The Minister made these remarks while addressing a media briefing held at the parliamentary complex.
“The aims and objectives of setting up COPA have not been achieved. It is not due to a fault of either COPA or Parliament but owing to practical reasons. The task of the Committee on Public Accounts is to probe the managerial efficiency and financial discipline of the Government, its ministries, departments, provincial councils and local authorities. This has to be done annually. Parliament passes budgetary allocations for those institutions every year. The institutions should be probed annually. There are 837 institutions. Given the practical reasons, such as the number of days per year and number of sitting days of Parliament, COPA simply cannot achieve its objective of probing all those 837 institutions,” the Minister said.
However, the Minister noted that under his leadership, the committee had been able to inspect all 837 state institutes for the financial year 2016 through the use of questionnaires.
“We sent questionnaires to these state institutes to expedite the process. The responses sent back to us were verified again by the Auditor General’s Department. That was the first time such a task had ever been achieved. For the 10-year period from 1994 to 2004 only one institution had been investigated. From 2004 to 2010 again only one institution was probed. For the past 37 years only 400 institutions had been investigated. For the past two and half years we managed to investigate 225 institutions by summoning them before COPA,” he said.

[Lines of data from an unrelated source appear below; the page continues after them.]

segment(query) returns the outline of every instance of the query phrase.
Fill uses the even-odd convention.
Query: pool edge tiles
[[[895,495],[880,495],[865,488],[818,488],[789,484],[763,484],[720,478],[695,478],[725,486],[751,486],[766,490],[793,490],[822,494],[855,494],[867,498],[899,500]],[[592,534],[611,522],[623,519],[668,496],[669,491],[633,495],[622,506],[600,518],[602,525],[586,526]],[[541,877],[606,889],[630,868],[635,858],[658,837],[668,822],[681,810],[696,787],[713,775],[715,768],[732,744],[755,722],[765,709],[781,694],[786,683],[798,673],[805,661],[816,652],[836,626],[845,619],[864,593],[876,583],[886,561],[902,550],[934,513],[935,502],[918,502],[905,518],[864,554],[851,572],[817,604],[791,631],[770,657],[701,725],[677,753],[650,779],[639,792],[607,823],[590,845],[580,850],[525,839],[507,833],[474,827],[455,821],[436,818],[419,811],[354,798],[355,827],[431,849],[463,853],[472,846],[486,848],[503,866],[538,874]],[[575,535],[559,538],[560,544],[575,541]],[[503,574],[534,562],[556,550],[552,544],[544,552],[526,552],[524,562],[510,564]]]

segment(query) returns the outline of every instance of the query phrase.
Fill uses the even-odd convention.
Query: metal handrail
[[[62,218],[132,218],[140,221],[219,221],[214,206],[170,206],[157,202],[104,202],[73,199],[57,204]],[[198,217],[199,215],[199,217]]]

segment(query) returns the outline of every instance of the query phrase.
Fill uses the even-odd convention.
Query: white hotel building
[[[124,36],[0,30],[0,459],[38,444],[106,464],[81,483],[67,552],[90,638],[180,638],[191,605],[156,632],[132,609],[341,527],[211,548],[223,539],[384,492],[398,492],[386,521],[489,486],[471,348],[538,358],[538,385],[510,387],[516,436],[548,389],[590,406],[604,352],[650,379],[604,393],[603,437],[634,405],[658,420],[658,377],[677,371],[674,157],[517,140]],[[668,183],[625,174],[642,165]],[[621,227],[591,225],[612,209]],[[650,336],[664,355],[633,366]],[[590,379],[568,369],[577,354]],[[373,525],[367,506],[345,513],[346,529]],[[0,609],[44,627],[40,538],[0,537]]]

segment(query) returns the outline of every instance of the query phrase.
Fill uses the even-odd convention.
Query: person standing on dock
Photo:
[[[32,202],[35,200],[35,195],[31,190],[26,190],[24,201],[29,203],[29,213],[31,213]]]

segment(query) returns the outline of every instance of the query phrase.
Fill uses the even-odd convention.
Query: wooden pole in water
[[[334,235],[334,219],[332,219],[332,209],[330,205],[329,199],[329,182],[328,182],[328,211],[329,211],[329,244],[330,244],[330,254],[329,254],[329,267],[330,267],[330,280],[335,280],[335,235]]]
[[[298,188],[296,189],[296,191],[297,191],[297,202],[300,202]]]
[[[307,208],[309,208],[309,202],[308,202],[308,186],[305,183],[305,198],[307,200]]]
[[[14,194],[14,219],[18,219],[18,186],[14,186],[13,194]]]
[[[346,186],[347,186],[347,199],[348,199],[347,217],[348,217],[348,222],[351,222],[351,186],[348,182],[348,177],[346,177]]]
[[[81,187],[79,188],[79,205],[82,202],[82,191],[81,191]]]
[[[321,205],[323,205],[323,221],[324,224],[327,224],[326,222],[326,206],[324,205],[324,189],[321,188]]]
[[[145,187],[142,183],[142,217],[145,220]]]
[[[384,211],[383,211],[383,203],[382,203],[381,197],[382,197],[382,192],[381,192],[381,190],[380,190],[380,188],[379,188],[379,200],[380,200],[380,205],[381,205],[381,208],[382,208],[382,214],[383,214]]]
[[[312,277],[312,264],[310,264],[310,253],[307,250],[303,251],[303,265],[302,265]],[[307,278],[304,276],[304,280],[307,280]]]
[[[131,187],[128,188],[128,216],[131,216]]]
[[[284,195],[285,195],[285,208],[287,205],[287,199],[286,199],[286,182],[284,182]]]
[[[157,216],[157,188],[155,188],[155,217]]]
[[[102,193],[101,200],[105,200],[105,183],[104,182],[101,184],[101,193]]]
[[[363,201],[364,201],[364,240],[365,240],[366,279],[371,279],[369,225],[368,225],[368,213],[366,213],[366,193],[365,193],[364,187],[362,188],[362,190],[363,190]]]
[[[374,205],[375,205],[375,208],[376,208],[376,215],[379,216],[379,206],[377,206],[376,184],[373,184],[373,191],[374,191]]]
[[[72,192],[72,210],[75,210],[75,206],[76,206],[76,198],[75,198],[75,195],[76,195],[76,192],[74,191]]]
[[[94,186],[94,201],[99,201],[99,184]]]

He went on to say that COPA would now look to implement measures to prevent financial misappropriation. “Our committee system currently conducts only financial postmortems of fraud and corruption. But we intend to change that situation and to take measures to prevent the recurrence of financial misappropriation,” he said. Meanwhile, COPA member JVP MP Nihal Galapatti said that the Committee would also look to set up a mechanism to inform the Attorney General of instances of corruption and fraud detected by COPA in order to take legal action.
COPA is one of two parliamentary watchdog committees on public finance, with the other being the Committee on Public Enterprises (COPE). It consists of 12 members nominated by the Committee of Selection and is tasked with examining the financial accounts of state institutions for financial misappropriation, fraud and corruption.